There is, therefore, no denial of the allegation on account of lack of sufficient information.
The act in plain terms provides that the defendant must deny specifically the allegations of fact contained in the petition, but allows him to deny them
“* * * for lack of sufficient information.”
If defendant had denied these allegations for lack of sufficient information, he would have complied with the letter of the law; but he did not do that. He alleged that on account of lack of information he could neither admit nor deny them. Clearly there is no denial in that.
These material allegations of fact not having .been denied, are, under the act, deemed to be admitted.
Under the act, the defendant may as well have filed an answer admitting separately all the allegations of fact in plaintiff’s petition.
Following the statement in the answer that he neither admits nor denies the allegations of the petition, he says:
“* * * and for the purpose of placing said allegations at issue denies same.”
But the defendant is not permitted by the act to deny an allegation of fact merely for the purpose of putting it at issue. That would be equivalent to pleading the general issue, and would thwart the very purpose of the pleading and practice act, which was to simplify trial by narrowing the issues.

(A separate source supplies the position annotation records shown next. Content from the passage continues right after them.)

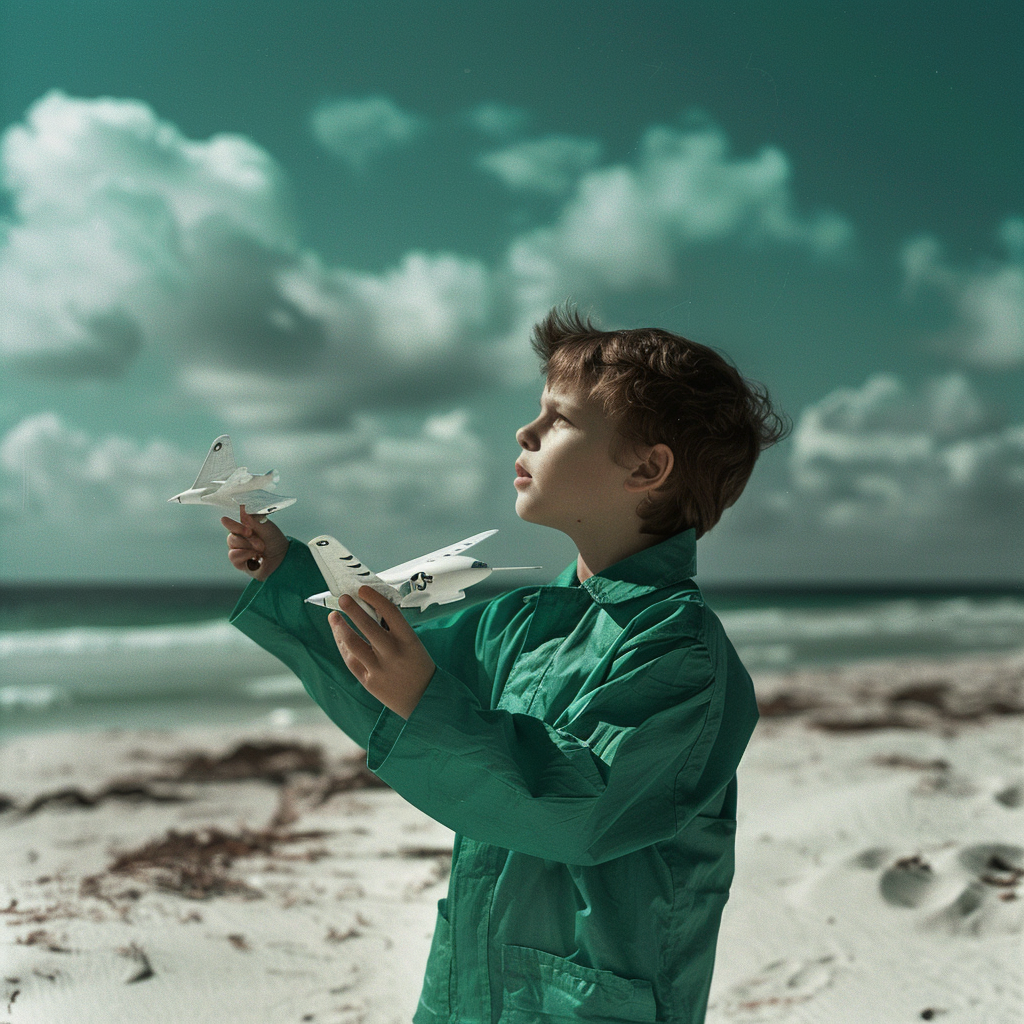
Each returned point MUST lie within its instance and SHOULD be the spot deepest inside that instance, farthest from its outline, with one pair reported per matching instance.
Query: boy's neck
(594, 558)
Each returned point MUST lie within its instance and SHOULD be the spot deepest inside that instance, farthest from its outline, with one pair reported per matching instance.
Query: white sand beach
(258, 875)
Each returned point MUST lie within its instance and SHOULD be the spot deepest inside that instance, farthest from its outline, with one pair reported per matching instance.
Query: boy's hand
(253, 547)
(390, 663)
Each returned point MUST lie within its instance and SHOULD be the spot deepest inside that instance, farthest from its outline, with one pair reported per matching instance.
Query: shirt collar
(660, 565)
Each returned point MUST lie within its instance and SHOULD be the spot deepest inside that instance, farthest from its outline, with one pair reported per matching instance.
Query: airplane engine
(444, 584)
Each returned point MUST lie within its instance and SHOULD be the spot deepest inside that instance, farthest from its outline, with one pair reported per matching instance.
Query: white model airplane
(440, 578)
(222, 483)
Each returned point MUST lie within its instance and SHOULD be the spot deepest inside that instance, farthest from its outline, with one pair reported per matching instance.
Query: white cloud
(359, 131)
(424, 306)
(549, 165)
(886, 459)
(128, 235)
(498, 121)
(988, 300)
(60, 474)
(56, 473)
(625, 223)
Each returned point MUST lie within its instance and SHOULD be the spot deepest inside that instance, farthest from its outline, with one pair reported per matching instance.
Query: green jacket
(582, 741)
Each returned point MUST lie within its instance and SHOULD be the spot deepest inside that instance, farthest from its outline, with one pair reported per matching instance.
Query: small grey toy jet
(222, 483)
(440, 578)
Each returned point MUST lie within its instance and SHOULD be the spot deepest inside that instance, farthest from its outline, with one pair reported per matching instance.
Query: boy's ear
(652, 470)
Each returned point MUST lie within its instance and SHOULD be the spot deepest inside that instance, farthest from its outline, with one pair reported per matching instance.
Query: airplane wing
(344, 573)
(262, 502)
(219, 463)
(398, 573)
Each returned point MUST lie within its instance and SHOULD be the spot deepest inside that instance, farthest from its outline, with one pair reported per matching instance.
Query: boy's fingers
(375, 632)
(346, 636)
(390, 616)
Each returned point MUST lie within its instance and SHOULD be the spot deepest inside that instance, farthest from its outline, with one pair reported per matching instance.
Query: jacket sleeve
(275, 615)
(571, 795)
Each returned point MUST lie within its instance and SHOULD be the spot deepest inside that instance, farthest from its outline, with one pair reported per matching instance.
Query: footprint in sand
(777, 987)
(970, 892)
(907, 883)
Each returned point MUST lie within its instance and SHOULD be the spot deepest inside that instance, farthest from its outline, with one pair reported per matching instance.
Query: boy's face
(566, 477)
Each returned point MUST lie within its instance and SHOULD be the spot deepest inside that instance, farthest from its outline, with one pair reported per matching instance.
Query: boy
(581, 738)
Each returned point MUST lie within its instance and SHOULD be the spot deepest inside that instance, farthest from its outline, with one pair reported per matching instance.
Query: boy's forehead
(562, 394)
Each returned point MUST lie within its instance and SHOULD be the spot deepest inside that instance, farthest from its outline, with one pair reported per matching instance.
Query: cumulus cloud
(359, 131)
(625, 223)
(884, 458)
(126, 233)
(550, 165)
(498, 121)
(374, 474)
(987, 300)
(58, 473)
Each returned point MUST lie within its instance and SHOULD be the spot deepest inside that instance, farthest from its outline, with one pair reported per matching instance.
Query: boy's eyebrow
(557, 401)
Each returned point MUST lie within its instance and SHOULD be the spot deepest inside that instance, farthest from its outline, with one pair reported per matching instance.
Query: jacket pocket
(435, 998)
(541, 987)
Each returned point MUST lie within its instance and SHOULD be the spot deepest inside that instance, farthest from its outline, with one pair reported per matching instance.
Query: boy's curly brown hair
(659, 387)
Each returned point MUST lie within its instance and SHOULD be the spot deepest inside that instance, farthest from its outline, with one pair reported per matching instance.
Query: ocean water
(154, 657)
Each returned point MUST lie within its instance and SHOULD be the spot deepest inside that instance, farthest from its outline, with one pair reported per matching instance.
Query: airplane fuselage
(223, 492)
(442, 583)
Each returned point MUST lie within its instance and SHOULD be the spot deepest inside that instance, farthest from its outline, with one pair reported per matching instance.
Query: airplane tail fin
(219, 463)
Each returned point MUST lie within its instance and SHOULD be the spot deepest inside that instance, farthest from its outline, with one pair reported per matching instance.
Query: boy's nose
(525, 439)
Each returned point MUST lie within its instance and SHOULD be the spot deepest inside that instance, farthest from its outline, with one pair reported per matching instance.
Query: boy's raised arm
(515, 781)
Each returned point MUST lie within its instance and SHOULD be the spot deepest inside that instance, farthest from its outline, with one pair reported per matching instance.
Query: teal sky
(326, 228)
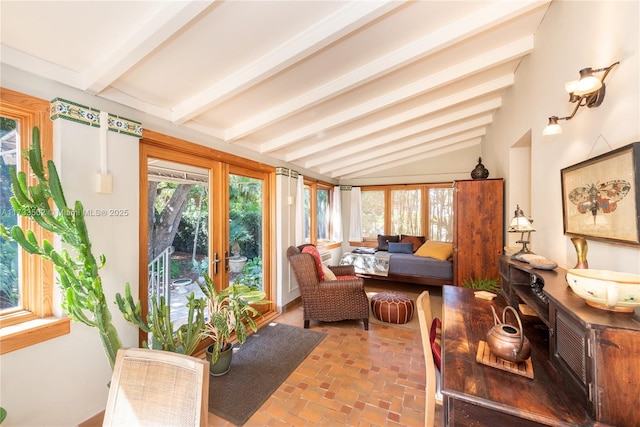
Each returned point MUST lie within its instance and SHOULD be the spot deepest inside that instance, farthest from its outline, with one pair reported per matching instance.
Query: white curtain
(299, 235)
(355, 228)
(336, 215)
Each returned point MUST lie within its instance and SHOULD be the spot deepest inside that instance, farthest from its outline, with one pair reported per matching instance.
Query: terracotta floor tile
(352, 378)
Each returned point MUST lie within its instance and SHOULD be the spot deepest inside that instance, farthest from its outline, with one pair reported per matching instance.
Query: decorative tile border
(63, 109)
(286, 172)
(122, 125)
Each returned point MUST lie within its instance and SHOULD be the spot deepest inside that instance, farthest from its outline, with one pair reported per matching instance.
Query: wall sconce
(521, 224)
(588, 91)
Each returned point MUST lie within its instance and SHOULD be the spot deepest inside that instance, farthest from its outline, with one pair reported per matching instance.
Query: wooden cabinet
(596, 351)
(478, 229)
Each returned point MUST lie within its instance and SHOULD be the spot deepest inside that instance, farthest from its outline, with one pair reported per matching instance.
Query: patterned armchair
(323, 297)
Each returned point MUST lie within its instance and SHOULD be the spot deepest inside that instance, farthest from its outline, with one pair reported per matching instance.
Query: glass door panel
(10, 262)
(178, 233)
(246, 230)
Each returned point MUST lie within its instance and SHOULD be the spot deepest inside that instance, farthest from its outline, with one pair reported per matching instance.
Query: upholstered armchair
(324, 297)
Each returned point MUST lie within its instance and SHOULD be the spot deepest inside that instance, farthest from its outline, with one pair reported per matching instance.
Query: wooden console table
(478, 395)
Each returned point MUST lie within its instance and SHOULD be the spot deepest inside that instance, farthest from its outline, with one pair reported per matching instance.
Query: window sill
(35, 331)
(329, 245)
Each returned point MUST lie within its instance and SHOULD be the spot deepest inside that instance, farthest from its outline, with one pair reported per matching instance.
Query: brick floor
(352, 378)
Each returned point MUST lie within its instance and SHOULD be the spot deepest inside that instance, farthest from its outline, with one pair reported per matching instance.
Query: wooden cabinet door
(478, 229)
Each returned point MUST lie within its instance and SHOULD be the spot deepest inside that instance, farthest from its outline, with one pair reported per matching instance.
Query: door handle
(215, 262)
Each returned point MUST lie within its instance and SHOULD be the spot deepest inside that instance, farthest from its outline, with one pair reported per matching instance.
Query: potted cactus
(79, 270)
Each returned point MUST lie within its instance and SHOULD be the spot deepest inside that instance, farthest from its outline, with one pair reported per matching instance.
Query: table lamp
(521, 224)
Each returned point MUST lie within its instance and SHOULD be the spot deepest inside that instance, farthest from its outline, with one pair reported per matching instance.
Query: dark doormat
(258, 368)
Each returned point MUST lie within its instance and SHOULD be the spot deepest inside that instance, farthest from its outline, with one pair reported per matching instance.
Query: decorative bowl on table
(609, 290)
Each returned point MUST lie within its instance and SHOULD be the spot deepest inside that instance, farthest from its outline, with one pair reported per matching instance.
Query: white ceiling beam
(467, 27)
(407, 156)
(156, 30)
(435, 153)
(399, 148)
(479, 63)
(40, 67)
(318, 36)
(351, 150)
(312, 149)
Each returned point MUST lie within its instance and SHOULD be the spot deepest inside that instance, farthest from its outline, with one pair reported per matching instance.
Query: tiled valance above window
(63, 109)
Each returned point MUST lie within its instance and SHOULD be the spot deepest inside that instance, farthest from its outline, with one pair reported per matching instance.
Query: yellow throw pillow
(328, 273)
(437, 250)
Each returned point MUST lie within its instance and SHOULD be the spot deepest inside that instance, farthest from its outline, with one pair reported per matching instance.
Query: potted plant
(482, 283)
(79, 269)
(229, 310)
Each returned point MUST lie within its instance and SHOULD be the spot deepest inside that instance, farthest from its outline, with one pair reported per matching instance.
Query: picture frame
(600, 197)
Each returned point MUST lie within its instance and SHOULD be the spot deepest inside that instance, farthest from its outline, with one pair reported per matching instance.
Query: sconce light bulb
(570, 87)
(553, 128)
(588, 83)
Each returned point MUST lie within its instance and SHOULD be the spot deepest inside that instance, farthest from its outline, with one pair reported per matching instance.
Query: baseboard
(95, 421)
(291, 304)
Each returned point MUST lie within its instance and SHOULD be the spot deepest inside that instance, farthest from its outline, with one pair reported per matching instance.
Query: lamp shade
(520, 223)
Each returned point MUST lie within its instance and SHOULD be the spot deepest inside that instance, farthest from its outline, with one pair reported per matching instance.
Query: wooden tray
(485, 357)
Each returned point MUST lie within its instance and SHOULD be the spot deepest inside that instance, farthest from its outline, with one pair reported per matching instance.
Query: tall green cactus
(158, 322)
(78, 274)
(78, 277)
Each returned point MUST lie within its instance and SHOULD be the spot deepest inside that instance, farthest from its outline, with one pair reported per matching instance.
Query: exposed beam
(435, 153)
(407, 156)
(479, 63)
(141, 42)
(403, 148)
(331, 159)
(320, 35)
(313, 148)
(40, 67)
(465, 28)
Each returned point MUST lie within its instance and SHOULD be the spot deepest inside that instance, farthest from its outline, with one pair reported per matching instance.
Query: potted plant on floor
(79, 269)
(229, 310)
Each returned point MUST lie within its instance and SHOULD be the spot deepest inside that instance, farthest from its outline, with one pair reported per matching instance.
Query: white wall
(63, 381)
(603, 32)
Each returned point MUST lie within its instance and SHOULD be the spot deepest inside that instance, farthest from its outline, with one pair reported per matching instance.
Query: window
(317, 212)
(26, 282)
(417, 210)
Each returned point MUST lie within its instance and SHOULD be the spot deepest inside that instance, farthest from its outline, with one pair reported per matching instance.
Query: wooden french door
(200, 212)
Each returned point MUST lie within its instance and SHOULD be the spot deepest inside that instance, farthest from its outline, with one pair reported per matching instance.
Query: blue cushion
(400, 248)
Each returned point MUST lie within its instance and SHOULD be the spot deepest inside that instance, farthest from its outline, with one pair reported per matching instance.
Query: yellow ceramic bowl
(606, 289)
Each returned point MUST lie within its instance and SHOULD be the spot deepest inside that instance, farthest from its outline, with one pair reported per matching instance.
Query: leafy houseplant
(78, 270)
(229, 310)
(483, 284)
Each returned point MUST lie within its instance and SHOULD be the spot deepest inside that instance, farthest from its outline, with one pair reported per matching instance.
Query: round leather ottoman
(392, 307)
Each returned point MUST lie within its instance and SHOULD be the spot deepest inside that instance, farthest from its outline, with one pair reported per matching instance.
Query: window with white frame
(416, 210)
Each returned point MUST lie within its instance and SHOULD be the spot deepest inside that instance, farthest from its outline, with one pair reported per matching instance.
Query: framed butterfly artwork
(600, 197)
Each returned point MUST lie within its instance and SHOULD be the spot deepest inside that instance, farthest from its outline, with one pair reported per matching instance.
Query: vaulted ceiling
(343, 88)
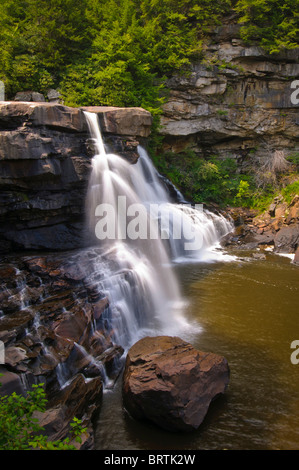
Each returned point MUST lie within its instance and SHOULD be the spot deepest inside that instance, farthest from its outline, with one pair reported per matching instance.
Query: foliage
(206, 180)
(20, 430)
(289, 191)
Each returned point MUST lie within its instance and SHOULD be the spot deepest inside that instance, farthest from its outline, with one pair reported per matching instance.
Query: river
(246, 310)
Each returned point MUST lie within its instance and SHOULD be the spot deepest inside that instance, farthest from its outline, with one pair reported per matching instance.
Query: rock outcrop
(278, 226)
(236, 103)
(172, 384)
(55, 323)
(45, 162)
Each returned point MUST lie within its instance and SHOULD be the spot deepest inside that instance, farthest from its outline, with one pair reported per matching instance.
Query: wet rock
(45, 164)
(287, 239)
(81, 399)
(172, 384)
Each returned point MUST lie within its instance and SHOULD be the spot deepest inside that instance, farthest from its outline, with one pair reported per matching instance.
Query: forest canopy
(118, 52)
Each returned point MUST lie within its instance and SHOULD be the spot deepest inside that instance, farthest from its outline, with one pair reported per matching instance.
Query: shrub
(19, 430)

When a defendant is called into court to answer a demand, he either does or does not know whether the allegations with which he is confronted are true. If he knows they are true, he is called upon to admit them; if he knows they are not true, he should 'deny them; and if he does not know whether they are true or not, the act permits him to deny them for lack of information. But he is not permitted to deny them merely and solely for the purpose of putting them at issue.
The defendant not having denied the allegations of fact in plaintiff’s petition, they *683are deemed to be admitted, and tbe court was warranted under section 4 of Act No. 300 of 1914 to render judgment on the pleadings in favor of the plaintiff.
For the reasons assigned, it is therefore ordered, adjudged and decreed that the judgment appealed from be affirmed with costs.